The economy grew at 6.7% in 2008-09, during which India was buffeted by the global economic crisis, according to the revised estimates for national income released by CSO last year. The official said it was unlikely that there would be much variation in the forthcoming quick estimate because of the base-year change.
Used as a benchmark for measuring economic data, a base year is selected by virtue of being a normal one without any wide fluctuations in production, trade and prices of commodities in general. Reliable price data should also be available for the selected year, which should be as recent as possible. The National Statistical Commission (NSC), under the chairmanship of C. Rangarajan, had recommended that the base year should be revised every five years.
Suresh Tendulkar, also a former chairman of NSC, said a recent base year is better than an old one because the Indian economy has grown at a faster clip in recent years. “A common base year would also be an ideal reference year. The database for all the weights will be the same in such a case,” Tendulkar said. “One can draw better conclusions using a common base year; otherwise, one has to make adjustments.” The impact analysis of such data will also be more meaningful, said Shubhada Rao, chief economist with Yes Bank Ltd. “With a common base year for all major indices, it will help in drawing meaningful inferences.”
While a common base year makes comparing data sets easier, it does not make the data any more reliable, said another senior statistics ministry official, who also didn’t want to be named.
Indian macroeconomic indices, especially WPI and IIP, have long been criticized by analysts as well as policymakers as being outdated as they haven’t been revised in line with changing consumption and production patterns. P. Chidambaram, then finance minister, was among those who questioned the reliability of the data when IIP growth plunged to a 10-year low of 1.3% in August 2008.

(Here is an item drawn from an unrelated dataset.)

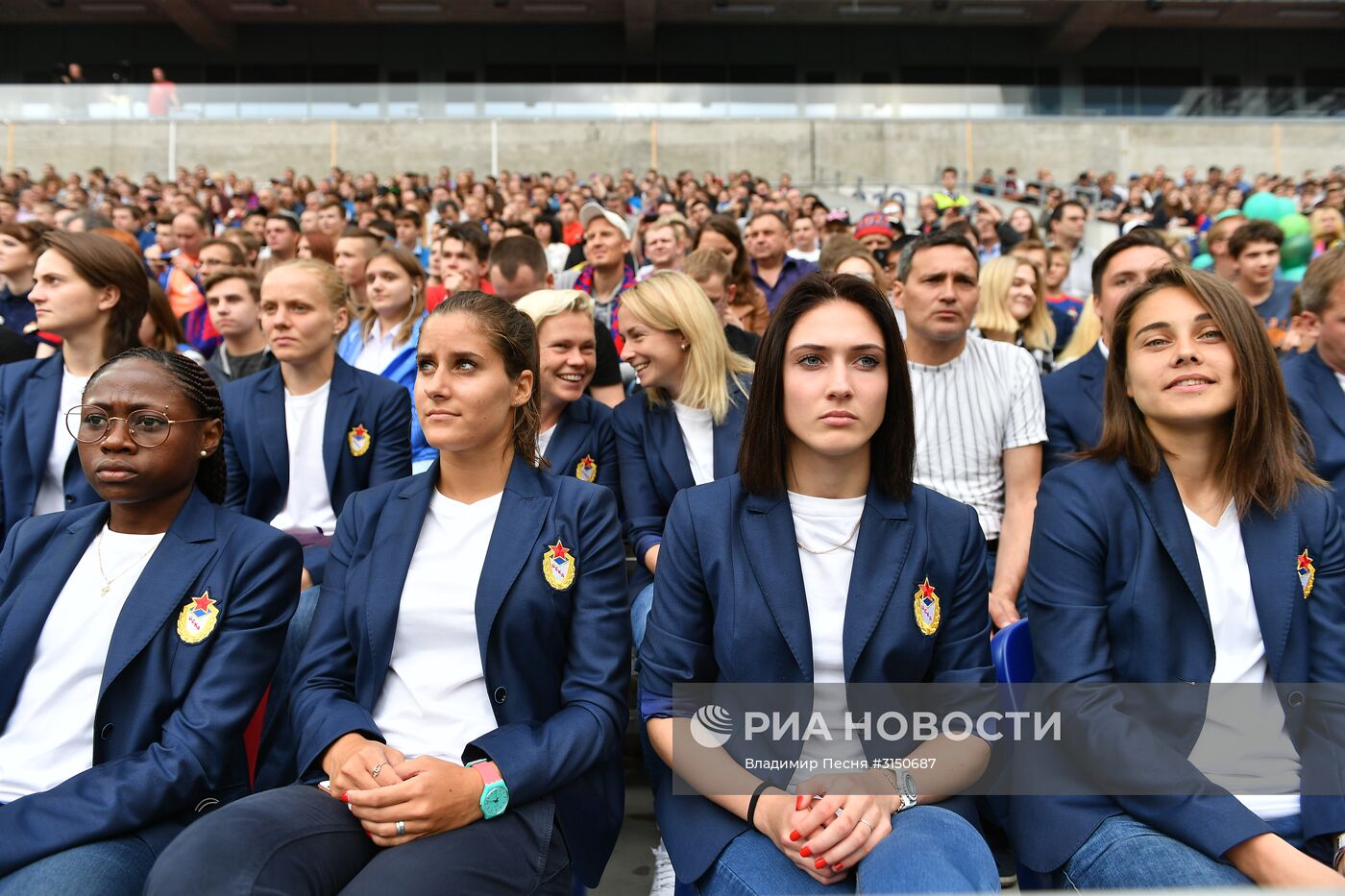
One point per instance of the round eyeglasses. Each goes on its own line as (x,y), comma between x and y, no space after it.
(90,424)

The department of industrial policy and promotion (DIPP), which releases the monthly WPI-based inflation data, is also in the advanced stages of updating the current series with an expanded basket of commodities and the 2004-05 base year, starting in April, abandoning the current one of 1993-94. The revised index is expected to have around 700 items, up from 435 at present. DIPP recently obtained the approval of CSO’s technical advisory committee to release the new index. “Now we will take the approval of both the working committee under Planning Commission member Abhijit Sen, who first recommended a monthly WPI, and the committee of secretaries before the series is finally launched in April,” a senior DIPP official said on condition of anonymity. The Union cabinet has already approved the proposal.
The much delayed revision of IIP to the 2004-05 base year has also reached its final stages with DIPP, the largest data source for the index, providing information to CSO, which releases the benchmark.
DIPP had earlier got private macrodata tracker, the Centre for Monitoring Indian Economy, for collecting information. “We have asked for some more data from DIPP and are waiting for the latest data on iron, steel and chemicals from the concerned departments,” said the first statistics ministry official cited earlier. “If we get the required data by this month end, we will try to finish compiling the index by March end.”
The current index with the base year of 1993-94 is widely considered to be outdated and unrepresentative of the factory production pattern because it includes many products that have outlived their relevance, such as typewriters, and does not include items whose importance has grown in recent years, such as microwave ovens and mobile phones.